Le Roi de l’Univers vient vers nous, non pour nous dire comment nous devons faire, mais pour nous apprendre à devenir des hommes et des femmes libres, libres d’aimer et libres d’œuvrer à bâtir la civilisation de l’amour. Ceux qui sont les compagnons de ce Roi deviennent des êtres libres comme Lui.

Ceux qui se laissent toucher par ce Roi vagabond deviennent des artisans de paix et des nomades de la fraternité.

Ce Roi n’a ni serviteurs ni esclaves, juste des frères. Il ne commande pas de l’aimer et de le servir, mais il nous invite à nous aimer les uns les autres comme il nous aime. C’est pour le dire qu’Il est venu. Pas pour donner des leçons. Pas pour bavarder, ni causer gentiment. Simplement pour offrir une Parole vivante qui ouvre l’humain à l’essentiel. Ceux qui écoutent ce Roi deviennent des hommes de parole, des vivants d’amour.
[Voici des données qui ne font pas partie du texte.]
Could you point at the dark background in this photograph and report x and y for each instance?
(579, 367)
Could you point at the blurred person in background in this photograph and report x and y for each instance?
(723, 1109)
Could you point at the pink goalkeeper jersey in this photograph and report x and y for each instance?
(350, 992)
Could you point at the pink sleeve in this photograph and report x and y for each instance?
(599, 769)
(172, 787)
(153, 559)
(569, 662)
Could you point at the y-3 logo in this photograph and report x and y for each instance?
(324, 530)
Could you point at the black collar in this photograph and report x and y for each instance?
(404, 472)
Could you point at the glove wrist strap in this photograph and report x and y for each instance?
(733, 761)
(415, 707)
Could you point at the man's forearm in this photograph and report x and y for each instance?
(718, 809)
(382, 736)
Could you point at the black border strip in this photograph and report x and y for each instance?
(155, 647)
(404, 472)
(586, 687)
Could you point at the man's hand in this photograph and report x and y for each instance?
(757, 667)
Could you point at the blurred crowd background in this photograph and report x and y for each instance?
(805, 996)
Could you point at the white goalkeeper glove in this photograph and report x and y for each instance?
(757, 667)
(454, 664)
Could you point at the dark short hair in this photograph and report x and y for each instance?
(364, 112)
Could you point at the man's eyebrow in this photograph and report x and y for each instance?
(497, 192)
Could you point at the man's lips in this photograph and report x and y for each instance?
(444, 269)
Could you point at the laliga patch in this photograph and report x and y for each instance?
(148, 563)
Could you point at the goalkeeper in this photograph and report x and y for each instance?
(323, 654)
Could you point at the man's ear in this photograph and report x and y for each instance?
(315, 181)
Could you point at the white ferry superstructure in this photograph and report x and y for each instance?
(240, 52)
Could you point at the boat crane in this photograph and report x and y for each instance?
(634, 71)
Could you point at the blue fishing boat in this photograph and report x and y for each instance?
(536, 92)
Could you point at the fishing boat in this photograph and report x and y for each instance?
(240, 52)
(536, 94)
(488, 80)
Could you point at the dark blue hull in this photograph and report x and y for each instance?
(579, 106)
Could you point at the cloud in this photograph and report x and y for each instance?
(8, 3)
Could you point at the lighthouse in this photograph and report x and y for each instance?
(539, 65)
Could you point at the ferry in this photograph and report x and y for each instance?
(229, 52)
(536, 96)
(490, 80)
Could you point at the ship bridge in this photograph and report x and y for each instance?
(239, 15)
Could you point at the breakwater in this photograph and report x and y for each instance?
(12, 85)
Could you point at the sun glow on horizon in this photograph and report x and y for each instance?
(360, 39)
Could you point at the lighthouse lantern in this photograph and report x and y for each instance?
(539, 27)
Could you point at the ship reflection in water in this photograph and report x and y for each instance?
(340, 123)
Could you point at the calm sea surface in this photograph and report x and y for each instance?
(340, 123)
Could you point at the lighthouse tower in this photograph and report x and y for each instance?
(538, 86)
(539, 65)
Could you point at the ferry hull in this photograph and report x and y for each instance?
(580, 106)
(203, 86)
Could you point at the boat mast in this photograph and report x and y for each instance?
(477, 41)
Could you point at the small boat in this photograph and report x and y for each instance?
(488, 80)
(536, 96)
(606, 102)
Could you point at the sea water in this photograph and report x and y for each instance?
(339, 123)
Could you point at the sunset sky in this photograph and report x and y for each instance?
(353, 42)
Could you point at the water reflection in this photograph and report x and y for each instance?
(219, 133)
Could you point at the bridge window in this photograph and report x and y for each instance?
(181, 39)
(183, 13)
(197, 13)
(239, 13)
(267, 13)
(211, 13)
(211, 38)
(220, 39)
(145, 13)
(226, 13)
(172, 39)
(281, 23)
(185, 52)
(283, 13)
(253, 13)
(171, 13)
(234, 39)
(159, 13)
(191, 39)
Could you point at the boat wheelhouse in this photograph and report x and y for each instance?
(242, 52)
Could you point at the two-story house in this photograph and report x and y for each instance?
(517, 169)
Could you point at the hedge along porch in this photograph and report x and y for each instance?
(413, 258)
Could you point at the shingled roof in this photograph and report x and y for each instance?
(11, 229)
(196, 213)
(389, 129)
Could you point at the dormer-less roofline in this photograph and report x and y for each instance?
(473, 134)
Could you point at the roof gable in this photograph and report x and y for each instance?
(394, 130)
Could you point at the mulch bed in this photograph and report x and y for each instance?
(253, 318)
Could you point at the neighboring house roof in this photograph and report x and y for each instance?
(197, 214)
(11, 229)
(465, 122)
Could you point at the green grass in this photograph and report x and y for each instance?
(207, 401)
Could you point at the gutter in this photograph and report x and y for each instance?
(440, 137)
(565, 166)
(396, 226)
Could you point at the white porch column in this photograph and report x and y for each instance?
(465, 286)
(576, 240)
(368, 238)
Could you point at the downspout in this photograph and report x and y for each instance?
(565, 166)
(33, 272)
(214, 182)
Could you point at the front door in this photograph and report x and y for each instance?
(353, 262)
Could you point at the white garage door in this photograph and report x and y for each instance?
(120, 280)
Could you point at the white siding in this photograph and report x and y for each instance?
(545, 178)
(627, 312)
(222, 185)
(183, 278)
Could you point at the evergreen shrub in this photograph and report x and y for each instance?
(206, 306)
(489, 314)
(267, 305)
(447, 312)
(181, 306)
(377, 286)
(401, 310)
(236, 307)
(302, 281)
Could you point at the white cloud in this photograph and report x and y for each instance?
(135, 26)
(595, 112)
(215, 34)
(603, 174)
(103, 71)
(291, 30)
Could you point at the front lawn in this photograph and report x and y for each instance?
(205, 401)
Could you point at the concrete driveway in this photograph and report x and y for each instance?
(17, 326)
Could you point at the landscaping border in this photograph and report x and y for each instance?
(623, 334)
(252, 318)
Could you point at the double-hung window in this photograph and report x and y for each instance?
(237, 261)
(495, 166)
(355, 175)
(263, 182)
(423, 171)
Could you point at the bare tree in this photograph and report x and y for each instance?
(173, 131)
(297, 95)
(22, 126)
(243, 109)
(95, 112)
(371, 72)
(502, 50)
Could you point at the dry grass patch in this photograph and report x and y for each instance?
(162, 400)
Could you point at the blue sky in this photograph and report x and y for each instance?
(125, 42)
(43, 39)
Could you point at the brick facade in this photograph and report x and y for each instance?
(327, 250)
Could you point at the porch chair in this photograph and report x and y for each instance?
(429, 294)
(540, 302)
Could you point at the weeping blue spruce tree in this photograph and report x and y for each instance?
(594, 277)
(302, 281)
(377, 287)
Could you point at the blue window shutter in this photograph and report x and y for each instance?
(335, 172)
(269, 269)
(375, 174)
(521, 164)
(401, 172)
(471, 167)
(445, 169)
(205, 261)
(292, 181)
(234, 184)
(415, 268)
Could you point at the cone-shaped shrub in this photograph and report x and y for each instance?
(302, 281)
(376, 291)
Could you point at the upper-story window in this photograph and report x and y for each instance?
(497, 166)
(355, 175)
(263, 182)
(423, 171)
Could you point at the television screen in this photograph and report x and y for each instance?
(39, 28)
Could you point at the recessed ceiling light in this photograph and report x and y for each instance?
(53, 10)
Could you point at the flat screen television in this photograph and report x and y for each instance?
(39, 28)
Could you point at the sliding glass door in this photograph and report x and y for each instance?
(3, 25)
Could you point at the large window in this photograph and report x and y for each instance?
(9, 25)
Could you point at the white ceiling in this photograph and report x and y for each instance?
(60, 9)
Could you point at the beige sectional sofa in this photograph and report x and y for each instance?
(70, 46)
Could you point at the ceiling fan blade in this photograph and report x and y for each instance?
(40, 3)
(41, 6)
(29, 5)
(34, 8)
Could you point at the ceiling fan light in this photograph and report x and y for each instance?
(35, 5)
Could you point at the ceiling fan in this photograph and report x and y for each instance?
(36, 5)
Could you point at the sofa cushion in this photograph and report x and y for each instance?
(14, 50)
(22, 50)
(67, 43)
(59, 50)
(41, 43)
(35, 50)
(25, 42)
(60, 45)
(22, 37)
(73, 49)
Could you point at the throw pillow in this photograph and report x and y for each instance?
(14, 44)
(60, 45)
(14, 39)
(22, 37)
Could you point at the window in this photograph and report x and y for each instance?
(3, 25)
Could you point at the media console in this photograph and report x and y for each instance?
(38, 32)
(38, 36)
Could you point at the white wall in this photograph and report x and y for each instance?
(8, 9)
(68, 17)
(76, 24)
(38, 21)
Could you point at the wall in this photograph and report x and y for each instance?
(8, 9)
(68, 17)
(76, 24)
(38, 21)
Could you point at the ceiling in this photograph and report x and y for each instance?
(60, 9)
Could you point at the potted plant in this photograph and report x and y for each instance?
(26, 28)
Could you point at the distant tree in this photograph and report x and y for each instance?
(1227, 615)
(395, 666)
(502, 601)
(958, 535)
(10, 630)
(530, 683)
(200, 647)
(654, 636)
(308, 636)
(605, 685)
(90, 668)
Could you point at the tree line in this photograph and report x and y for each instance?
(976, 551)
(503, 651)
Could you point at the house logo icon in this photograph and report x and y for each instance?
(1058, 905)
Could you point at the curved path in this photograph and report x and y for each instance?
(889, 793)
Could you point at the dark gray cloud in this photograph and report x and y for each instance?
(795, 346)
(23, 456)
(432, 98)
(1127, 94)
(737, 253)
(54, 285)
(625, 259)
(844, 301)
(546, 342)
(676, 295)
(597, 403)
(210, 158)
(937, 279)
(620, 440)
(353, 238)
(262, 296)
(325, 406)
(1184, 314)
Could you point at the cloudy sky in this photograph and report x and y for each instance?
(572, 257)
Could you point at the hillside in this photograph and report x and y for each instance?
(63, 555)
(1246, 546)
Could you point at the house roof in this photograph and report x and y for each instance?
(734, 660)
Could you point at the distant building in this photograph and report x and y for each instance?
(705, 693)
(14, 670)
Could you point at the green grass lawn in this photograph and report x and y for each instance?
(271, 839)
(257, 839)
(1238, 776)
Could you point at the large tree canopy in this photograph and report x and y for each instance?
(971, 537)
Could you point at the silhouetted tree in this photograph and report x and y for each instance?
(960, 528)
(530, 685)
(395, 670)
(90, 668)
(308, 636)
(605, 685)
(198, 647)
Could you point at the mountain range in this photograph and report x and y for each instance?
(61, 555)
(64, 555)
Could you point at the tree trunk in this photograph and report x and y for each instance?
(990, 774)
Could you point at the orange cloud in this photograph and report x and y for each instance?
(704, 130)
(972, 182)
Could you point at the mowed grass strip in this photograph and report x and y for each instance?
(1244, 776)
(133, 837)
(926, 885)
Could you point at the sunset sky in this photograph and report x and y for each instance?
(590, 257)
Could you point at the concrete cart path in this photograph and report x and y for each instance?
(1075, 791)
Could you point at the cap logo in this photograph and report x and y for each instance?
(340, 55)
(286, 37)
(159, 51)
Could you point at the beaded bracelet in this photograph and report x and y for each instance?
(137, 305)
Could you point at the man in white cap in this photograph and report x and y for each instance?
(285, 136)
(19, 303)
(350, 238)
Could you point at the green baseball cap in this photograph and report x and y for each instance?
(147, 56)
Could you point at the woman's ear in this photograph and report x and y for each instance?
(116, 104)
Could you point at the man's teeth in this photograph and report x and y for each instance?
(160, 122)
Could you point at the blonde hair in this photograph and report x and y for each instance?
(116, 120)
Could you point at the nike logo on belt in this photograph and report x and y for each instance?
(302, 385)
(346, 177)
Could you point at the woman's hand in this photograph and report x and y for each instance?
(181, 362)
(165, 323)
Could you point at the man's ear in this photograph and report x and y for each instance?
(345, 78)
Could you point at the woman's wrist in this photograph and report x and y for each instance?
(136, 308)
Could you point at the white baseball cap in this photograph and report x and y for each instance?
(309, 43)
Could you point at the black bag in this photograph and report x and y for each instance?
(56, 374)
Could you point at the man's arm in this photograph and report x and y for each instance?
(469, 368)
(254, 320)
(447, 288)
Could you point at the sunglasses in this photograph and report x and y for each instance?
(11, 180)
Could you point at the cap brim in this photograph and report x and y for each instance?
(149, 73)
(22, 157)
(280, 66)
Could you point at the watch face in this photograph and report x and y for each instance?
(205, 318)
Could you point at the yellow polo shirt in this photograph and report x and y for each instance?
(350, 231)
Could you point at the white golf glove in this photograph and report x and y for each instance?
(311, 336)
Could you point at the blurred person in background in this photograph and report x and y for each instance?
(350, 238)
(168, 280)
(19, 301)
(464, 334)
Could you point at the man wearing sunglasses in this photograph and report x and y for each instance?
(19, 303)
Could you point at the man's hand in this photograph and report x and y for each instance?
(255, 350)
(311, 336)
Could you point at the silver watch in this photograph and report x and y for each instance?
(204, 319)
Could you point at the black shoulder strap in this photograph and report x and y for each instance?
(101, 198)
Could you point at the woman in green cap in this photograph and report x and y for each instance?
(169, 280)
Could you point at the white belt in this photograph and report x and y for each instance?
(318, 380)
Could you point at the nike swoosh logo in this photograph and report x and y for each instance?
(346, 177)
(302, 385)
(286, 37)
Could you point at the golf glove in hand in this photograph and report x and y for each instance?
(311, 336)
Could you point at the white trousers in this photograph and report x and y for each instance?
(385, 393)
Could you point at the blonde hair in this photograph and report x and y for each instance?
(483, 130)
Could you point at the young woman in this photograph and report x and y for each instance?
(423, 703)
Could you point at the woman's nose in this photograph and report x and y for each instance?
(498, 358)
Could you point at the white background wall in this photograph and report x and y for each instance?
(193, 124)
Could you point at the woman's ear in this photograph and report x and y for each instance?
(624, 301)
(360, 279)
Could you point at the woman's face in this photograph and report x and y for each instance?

Ce Roi n’a jamais eu de palais. Pas de maison. Pas de château. Pas même une pierre où il aurait pu reposer la tête. Il a un Père chez qui il demeure. Un Père au cœur brûlant d’amour. C’est ce Père qu’Il est venu nous révéler. Un Dieu proche. Un Dieu qui propose à l’homme d’habiter son Amour, de demeurer en Lui. Ceux qui se laissent toucher par ce Roi sans domicile, ce Roi S.D.F, deviennent eux-mêmes des nomades de l’avenir, des artisans de la famille humaine.

L’engagement des chrétiens dans leur environnement social, contribue à étendre le Royaume de justice et de fraternité que le Christ, Roi de l’Univers, est venu inaugurer sur la Croix, signe d’une vie totalement donnée par amour.

Heureux sommes-nous ce matin, de nous rassembler autour de ce Roi qui se fait notre frère et qui ne cesse d’inspirer nos initiatives de partage et de solidarité pour que vive et s’élargisse la fraternité. Elle est le véritable horizon de ce monde que le Christ a sauvé.